I dressed with care too. After hooking myself into the black lace bra I slipped into the black lace garter belt I'd never had the guts to wear. I inched the black silk seamed hose up my legs and fastened them in the garters thinking there was something very contrary and sexy about the tiny pink rose bud above each fastener and at mid-waist. I shivered hoping someone would be pulling 'down' the black silky panties I was wriggling into place over the garter belt and hose ~ ummm... so much easier to take down or off leaving the black belt and garters to frame the upturned bottom. I liked the effect of the black bra showing through the semi-transparent fine white cotton blouse. Stepping into and pulling up the pleated navy, red, white and black plaid skirt I decided the image I was trying to create was coming together even better than I'd hoped.
As I tied the black string tie into a bow above the hollow at my throat and slipped into the navy blazer I began to feel a bit as if I truly was dressing for class at some prestigious prep school for girls. After scanning the shoes in the rack in my closet, I decided to wear the soft black leather Mary Jane's. I slipped a few necessities, and most important my invitation, into a small prim black shoulder bag and literally skipped to the car. I was determined to be young and carefree if it killed me. Determination to feel differently about my life and to pretend that everything was just fine began to shove down the disappointment enveloping me. I just wanted to be someone I am not and honestly have no desire to be... but for one night. A night of "pretend everything is okay and that I am a slut".
Driving toward the club I was really glad I'd not eaten when my stomach began to do that crazy 'roller coaster' flutter. The little angel on my shoulder chattered incessantly that I should turn around and go home. I refused to listen. Soon I was pulling into the parking lot of the newly established BDSM club that had opened on the edge of town. I couldn't help but notice that the parking lot was filled with upscale model cars. And I couldn't help but notice the nicely leathered butt of some guy as he sauntered through the door either. My hands began to tremble and my breath came in quick gasps. I gripped the steering wheel and admonished myself that I wasn't some naΓ―ve child that I was on a woman with a mission. And as I grabbed my purse, opened the door, and slid out of my seat I said softly but out loud, "you CAN do this!" through gritted teeth and forced myself to walk to the door.

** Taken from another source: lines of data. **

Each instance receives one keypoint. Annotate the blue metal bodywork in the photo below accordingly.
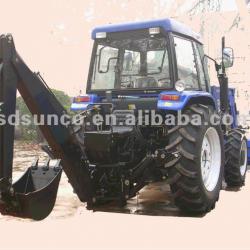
(185, 97)
(81, 106)
(168, 24)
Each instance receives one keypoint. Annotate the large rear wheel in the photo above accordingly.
(196, 177)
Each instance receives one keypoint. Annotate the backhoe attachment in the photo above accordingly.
(34, 194)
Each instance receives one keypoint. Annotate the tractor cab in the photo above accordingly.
(144, 61)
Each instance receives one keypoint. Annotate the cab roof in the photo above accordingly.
(167, 24)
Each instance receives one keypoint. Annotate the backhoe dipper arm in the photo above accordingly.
(40, 101)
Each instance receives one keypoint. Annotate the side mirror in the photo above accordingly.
(228, 57)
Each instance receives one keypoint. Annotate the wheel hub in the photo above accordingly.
(210, 159)
(243, 158)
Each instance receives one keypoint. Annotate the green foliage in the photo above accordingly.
(31, 132)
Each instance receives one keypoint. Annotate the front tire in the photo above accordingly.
(196, 177)
(236, 159)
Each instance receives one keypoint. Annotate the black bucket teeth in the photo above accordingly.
(34, 194)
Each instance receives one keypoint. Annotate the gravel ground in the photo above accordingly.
(156, 223)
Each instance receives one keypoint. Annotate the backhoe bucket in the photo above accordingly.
(34, 194)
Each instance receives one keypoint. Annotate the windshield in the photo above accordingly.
(131, 63)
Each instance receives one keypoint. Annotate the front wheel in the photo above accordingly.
(196, 177)
(236, 159)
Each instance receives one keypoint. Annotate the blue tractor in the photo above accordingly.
(160, 66)
(149, 115)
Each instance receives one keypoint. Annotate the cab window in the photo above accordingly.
(186, 63)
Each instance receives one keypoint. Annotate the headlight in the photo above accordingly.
(180, 86)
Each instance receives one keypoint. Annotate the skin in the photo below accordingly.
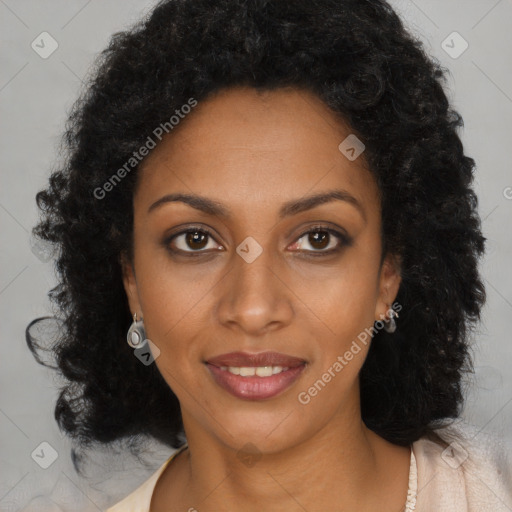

I smiled politely at the doorman as I handed him my invitation. His well fitting tuxedo hinted that the club was sparing no expense in this very private very exclusive new club catering to those with a fascination and desire for a bit kinkier lifestyle. I felt like an imbecile standing there in my 'school girl outfit', mortified to my core. The doorman was tall broad shouldered, clean-shaven with an immaculate haircut and nicely manicured nails. He had strong handsome features, and I guessed his age to be around forty-five. The doorman's voice was rich and smooth like velvet as he welcomed me and discreetly accessed my 'costume' and body. It was all I could do not to giggle when I saw the appreciative smile as his eyes traveled back to mine. He cleared his throat and leaned closer to ask if I would be meeting someone. I looked into his Hershey brown eyes, smiled, tilted my head shaking it ever so gently and answered, "no".